La collection actuelle de la marque est en outre consacrée au thème de l'enfance et de la beauté iconique des enfants, qui peut être une arme de manipulation puissante, car il est si difficile d’opposer un refus à un mignon bébé. Les coupes ressemblent à cela – comme si un adulte portait quelque chose de la garde-robe de son fils ou de sa fille, mais à sa propre taille. Dans tous les articles, l’on retrouve des schémas du passé. Ainsi, la forme des tabliers en dentelle évoquera des souvenirs à tous ceux qui ont étudié à l'école soviétique. Ils sont faits de vieille dentelle, que le designer et son équipe ont trouvée dans une boutique de tissus vintages et soigneusement restaurée.
« Nous avons "vu" devant nous tous ces Festivals de la jeunesse et des étudiants où les filles portaient des rubans, décrit Roma. Je ne voudrais pas que mes affaires soient en quelque sorte transportées quarante ans en arrière. Nous ne hissons pas tout ce qui est soviétique en bannière, et nos vêtements ne sont pas achetés par nostalgie. Mais nous aimons le message émotionnel d'unité et de romantisme qui se cache derrière eux ».
La collection comprend des chapeaux faits de jouets en caoutchouc qui attendriront plus d’un Russe âgé de plus de quarante ans. Le créateur fabrique ses lunettes « de soleil » à partir de cuillères à soupe en melchior, et ses monoboucles d’oreilles à la mode à partir de cuillères à dessert. Il existe également une série de boucles d’oreilles clips sous forme de chiens en porcelaine reconnaissables.

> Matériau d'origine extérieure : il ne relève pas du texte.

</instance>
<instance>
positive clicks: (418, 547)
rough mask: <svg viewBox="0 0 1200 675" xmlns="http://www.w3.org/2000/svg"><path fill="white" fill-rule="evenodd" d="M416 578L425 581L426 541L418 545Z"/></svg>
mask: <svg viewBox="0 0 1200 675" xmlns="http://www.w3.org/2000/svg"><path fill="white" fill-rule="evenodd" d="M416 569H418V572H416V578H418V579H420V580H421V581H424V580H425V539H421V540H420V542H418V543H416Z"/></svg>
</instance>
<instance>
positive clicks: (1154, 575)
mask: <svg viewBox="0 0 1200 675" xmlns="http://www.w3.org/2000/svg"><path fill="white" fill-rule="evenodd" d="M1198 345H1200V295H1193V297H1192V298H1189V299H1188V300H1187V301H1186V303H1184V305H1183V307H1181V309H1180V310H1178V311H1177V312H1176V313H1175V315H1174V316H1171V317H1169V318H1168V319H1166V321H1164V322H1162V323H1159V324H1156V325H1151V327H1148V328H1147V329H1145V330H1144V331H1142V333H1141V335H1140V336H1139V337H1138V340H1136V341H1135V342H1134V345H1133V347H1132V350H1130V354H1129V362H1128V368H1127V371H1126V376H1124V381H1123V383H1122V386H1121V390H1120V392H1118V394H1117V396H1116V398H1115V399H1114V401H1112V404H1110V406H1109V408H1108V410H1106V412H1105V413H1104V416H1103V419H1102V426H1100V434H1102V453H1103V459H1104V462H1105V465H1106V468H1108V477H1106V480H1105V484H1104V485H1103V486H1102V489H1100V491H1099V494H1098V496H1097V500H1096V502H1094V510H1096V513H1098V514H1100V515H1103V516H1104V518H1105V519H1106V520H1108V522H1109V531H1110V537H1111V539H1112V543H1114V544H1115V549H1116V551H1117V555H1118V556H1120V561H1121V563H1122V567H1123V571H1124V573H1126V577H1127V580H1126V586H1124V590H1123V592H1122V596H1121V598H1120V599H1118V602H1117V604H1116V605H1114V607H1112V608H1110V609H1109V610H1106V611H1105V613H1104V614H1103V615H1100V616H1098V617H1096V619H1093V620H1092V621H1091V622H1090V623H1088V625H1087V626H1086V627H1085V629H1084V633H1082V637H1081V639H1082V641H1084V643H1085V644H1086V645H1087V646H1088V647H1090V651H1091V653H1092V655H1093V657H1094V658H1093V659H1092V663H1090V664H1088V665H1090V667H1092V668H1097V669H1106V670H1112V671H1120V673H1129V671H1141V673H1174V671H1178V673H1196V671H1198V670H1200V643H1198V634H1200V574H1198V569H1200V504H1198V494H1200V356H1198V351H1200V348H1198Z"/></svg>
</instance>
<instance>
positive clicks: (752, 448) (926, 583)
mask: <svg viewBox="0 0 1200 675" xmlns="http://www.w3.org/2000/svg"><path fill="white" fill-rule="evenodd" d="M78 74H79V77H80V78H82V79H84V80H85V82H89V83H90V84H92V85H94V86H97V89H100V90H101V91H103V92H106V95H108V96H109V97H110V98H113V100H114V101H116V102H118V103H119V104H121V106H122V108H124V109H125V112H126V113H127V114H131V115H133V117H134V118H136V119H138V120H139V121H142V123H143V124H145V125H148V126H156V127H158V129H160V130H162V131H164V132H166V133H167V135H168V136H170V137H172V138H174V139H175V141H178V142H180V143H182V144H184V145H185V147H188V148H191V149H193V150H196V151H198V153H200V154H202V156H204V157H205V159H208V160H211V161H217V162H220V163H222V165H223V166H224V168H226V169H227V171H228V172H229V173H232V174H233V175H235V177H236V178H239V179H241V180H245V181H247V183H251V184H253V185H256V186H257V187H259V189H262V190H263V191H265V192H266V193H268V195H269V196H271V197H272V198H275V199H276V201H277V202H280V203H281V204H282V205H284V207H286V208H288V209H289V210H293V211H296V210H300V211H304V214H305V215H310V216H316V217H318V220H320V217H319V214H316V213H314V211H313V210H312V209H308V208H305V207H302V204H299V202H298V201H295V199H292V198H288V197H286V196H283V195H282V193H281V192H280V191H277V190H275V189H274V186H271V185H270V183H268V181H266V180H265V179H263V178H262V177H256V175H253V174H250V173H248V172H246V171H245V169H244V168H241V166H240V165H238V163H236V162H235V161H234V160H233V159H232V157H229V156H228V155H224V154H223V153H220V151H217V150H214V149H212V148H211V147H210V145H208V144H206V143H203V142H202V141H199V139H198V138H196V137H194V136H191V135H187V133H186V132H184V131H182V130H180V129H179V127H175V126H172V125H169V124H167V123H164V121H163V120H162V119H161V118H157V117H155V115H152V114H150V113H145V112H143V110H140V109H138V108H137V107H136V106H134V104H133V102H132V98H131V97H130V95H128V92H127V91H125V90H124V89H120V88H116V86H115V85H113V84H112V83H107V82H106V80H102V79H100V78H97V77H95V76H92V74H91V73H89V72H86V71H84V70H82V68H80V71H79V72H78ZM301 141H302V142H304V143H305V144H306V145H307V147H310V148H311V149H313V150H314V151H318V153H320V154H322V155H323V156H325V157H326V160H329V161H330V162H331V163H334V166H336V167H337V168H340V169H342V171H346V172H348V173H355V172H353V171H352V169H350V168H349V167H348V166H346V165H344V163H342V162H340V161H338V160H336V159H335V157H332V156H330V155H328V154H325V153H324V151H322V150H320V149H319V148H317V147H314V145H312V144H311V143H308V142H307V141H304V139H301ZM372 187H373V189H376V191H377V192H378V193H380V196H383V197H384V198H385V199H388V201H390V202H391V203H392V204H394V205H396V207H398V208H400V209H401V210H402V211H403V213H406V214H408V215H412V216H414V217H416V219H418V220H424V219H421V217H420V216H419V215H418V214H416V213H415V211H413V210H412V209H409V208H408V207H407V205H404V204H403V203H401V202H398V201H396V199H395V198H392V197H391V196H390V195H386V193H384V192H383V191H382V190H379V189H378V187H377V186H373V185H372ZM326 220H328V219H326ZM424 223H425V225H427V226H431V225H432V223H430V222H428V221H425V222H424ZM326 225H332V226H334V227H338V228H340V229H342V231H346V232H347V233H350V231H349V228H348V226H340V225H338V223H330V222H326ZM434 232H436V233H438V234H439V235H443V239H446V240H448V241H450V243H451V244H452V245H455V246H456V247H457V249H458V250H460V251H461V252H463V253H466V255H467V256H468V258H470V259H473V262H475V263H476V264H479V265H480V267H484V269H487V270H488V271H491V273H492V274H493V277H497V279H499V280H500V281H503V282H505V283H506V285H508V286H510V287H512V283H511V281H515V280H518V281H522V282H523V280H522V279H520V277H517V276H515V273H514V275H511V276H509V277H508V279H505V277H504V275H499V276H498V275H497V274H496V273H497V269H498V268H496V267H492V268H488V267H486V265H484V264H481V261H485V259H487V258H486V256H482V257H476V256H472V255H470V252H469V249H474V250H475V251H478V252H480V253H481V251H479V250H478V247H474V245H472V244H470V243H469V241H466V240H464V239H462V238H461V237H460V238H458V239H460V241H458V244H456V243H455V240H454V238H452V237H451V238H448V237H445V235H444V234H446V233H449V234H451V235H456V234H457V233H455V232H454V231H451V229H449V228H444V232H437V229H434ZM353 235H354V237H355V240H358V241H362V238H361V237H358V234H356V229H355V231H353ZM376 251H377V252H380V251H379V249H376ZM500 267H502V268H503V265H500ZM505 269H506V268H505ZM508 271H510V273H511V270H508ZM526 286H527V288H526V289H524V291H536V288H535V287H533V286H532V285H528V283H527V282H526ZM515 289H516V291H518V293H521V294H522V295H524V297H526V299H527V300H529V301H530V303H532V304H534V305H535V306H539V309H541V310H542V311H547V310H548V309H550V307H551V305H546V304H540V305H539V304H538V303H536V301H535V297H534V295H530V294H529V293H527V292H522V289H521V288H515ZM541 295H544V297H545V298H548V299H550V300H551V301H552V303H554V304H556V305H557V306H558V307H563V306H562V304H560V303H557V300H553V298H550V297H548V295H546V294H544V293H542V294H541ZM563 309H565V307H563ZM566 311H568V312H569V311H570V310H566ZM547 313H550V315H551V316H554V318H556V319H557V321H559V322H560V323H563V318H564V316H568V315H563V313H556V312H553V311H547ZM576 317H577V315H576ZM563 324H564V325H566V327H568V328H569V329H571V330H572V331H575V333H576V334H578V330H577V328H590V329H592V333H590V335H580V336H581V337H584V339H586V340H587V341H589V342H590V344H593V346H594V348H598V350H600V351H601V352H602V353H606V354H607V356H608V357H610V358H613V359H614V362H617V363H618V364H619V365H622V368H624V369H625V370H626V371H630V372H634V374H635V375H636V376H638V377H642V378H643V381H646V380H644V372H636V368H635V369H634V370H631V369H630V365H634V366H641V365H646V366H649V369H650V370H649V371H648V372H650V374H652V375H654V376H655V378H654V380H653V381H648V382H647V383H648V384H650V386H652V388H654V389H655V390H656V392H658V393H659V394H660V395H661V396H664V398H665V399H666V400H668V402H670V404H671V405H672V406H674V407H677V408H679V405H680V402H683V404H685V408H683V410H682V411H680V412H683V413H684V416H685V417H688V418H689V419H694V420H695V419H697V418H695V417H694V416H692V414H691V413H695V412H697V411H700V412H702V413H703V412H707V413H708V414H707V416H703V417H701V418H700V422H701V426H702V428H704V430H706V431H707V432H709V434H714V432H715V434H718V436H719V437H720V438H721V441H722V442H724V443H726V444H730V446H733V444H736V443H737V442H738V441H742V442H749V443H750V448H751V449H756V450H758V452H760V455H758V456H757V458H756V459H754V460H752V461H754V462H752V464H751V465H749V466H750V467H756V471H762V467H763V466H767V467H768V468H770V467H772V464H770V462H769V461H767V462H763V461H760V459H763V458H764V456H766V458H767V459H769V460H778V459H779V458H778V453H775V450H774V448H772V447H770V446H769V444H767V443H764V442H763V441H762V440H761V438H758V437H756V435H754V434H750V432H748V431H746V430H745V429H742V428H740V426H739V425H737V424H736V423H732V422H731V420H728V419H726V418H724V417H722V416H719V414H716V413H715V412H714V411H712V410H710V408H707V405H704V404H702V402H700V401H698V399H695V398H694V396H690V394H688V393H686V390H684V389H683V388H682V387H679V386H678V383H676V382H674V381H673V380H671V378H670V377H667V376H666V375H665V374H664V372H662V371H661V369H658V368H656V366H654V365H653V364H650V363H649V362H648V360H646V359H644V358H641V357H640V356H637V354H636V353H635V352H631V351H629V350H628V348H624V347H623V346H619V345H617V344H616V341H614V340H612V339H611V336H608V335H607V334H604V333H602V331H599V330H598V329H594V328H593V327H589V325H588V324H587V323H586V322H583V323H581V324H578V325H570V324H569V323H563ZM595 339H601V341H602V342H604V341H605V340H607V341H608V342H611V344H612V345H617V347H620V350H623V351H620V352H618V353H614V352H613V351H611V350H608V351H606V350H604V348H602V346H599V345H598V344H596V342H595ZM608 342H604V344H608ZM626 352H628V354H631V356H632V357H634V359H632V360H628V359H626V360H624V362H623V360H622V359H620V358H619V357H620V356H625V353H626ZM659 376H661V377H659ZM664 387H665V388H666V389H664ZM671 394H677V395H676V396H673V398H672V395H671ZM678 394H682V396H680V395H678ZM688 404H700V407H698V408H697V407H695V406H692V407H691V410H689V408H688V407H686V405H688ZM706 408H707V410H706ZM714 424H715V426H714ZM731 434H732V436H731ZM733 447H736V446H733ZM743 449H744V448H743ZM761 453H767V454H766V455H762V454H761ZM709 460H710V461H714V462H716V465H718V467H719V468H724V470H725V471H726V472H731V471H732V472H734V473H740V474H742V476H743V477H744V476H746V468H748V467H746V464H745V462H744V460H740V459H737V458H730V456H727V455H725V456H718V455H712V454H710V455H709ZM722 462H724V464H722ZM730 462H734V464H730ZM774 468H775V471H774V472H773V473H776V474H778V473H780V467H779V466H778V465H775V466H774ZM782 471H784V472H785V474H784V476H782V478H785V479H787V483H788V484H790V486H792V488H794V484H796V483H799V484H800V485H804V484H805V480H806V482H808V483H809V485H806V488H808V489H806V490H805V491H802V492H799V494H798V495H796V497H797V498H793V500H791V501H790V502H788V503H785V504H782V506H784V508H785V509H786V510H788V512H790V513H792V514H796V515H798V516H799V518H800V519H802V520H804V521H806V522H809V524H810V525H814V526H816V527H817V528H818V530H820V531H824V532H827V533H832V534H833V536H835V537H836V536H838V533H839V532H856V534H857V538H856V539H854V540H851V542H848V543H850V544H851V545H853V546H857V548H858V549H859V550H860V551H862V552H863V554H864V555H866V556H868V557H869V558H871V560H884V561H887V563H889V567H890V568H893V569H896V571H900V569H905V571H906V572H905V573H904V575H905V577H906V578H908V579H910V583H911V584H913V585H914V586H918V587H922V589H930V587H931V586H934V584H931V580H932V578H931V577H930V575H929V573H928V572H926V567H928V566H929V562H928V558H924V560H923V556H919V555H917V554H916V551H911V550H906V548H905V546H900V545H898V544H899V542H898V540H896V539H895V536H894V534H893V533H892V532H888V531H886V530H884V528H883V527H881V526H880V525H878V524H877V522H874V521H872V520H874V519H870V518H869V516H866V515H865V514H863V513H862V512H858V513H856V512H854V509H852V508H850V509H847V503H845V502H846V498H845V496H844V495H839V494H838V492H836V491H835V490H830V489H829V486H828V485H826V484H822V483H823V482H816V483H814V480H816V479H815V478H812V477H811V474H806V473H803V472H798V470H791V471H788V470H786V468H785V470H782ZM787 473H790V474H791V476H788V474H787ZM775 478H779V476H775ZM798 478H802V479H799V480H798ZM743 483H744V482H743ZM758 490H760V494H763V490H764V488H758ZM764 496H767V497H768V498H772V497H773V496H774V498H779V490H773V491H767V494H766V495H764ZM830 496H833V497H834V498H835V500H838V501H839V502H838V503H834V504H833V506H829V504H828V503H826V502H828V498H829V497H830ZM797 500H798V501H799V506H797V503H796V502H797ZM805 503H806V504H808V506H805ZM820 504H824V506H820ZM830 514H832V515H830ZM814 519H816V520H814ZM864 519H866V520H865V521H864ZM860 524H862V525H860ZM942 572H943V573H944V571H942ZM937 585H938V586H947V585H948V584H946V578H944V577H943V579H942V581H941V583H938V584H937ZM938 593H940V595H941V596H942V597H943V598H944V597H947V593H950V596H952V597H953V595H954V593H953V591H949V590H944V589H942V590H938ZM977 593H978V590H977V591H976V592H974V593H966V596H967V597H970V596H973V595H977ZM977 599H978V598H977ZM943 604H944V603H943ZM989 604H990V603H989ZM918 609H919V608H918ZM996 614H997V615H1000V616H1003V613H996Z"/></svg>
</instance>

Le designer a plusieurs fournisseurs de tissus vintages, mais il en achète beaucoup lui-même, soit en ligne, soit sur des marchés aux puces. Les chiens sont une telle prise : il s'agit d'une série de figurines en porcelaine peintes à la main provenant de la célèbre usine de Gjel. Le créateur a acheté la totalité du tirage, 400 pièces, dans une foire, à une femme dont la mère travaillait au sein de cette fabrique. Dans les années 1990, en Russie, l’on versait en effet souvent les salaires sous la forme de marchandises produites sur place.